Plusieurs associations spécialisées dans l'addictologie ont déposé jeudi des recours pour faire annuler l'arrêté du préfet de police interdisant les regroupements de consommateurs de crack dans la capitale et en Seine-Saint-Denis, estimant que cela entrave leur travail.
Pour les associations d'aide aux toxicomanes, Oppelia, SAFE, Addictions France, Gaïa et Fédération addiction, cet arrêté interdisant le regroupement de consommateurs de crack, reconduit chaque mois depuis avril 2023, est "une atteinte grave et manifestement illégale au droit fondamental à la protection de la santé et au droit à la vie". Elles ont déposé un recours en urgence et un recours pour excès de pouvoir devant le tribunal administratif de Paris.
Il s'agit d'"une tentative 'd'invisibilisation' (...) qui ne peut pas ne pas être mise en relation avec l'accueil prochain des Jeux olympiques", accusent ces associations dans le document transmis à la justice et dont l'AFP a obtenu une copie.

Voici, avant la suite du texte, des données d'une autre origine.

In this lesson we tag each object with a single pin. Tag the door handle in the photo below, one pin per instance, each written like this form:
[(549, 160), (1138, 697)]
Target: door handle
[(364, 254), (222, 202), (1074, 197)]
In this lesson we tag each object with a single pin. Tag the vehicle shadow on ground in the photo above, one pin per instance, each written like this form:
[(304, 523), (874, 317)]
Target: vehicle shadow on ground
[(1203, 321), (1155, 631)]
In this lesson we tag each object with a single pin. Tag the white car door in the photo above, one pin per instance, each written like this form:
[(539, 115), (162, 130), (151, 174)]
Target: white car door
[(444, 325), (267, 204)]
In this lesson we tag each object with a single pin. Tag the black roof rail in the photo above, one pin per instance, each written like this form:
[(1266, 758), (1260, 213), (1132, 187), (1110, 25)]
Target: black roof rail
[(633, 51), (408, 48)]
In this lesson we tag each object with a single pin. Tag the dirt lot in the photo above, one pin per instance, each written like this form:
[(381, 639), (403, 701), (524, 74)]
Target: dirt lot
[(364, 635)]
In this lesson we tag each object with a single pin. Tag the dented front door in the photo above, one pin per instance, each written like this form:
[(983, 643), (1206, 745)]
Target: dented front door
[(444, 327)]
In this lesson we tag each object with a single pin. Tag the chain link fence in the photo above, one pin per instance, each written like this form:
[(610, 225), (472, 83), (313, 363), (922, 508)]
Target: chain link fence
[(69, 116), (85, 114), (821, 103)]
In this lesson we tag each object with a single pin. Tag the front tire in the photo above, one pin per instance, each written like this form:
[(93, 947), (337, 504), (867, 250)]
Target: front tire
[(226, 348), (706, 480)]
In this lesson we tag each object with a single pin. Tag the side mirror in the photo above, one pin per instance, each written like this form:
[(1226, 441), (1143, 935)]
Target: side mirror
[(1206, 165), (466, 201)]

Des décès qui "auraient pu être évités"
Dans ce contexte, ces acteurs médico-sociaux constatent une dégradation de leurs conditions de travail, car ils ont de plus en plus de mal à avoir accès à la population ciblée en raison de leur dispersion.
Oppelia Charonne, la structure parisienne d'Oppelia, a relevé notamment quatre décès entre septembre et décembre 2023 qui "auraient peut-être pu être évités s'il y avait eu un meilleur accompagnement", a estimé son directeur Abdou N'Diaye.
On comprend bien le contexte, faire en sorte que Paris soit lisse et propre pour les Jeux olympiques, mais là on touche des choses qui méritent prudence.
Bernard Basset, président d'Addiction France
Le "nerf de la guerre" dans la lutte contre le crack, "c'est l'accès aux soins", a martelé Jean-Pierre Couteron, le président d'Oppelia. "On comprend bien le contexte, faire en sorte que Paris soit lisse et propre pour les Jeux olympiques, mais là on touche des choses qui méritent prudence", a jugé Bernard Basset, président d'Addiction France.
Une nouvelle réunion fin mars
Les responsables associatifs ont demandé plus de concertation avec les autorités, estimant que cette politique répressive à court terme n'était pas la solution. "La problématique du crack à Paris vient toucher énormément de facteurs. Il est nécessaire qu'on puisse avoir des espaces pour en discuter, pour en faire un projet commun, pour confronter les points de vue mais surtout pour trouver des solutions ensemble", a insisté Naïra Meliava, directrice générale d'Oppelia.
Associations, Ville de Paris, préfectures de police et de région Île-de-France, ainsi que l'agence régionale de santé se réunissent régulièrement sur le sujet. La prochaine réunion aura lieu le 22 mars. L'éradication du crack à Paris, un dérivé fumable et très addictif de la cocaïne, est l'une des priorités du préfet de police Laurent Nuñez depuis sa nomination en juillet 2022.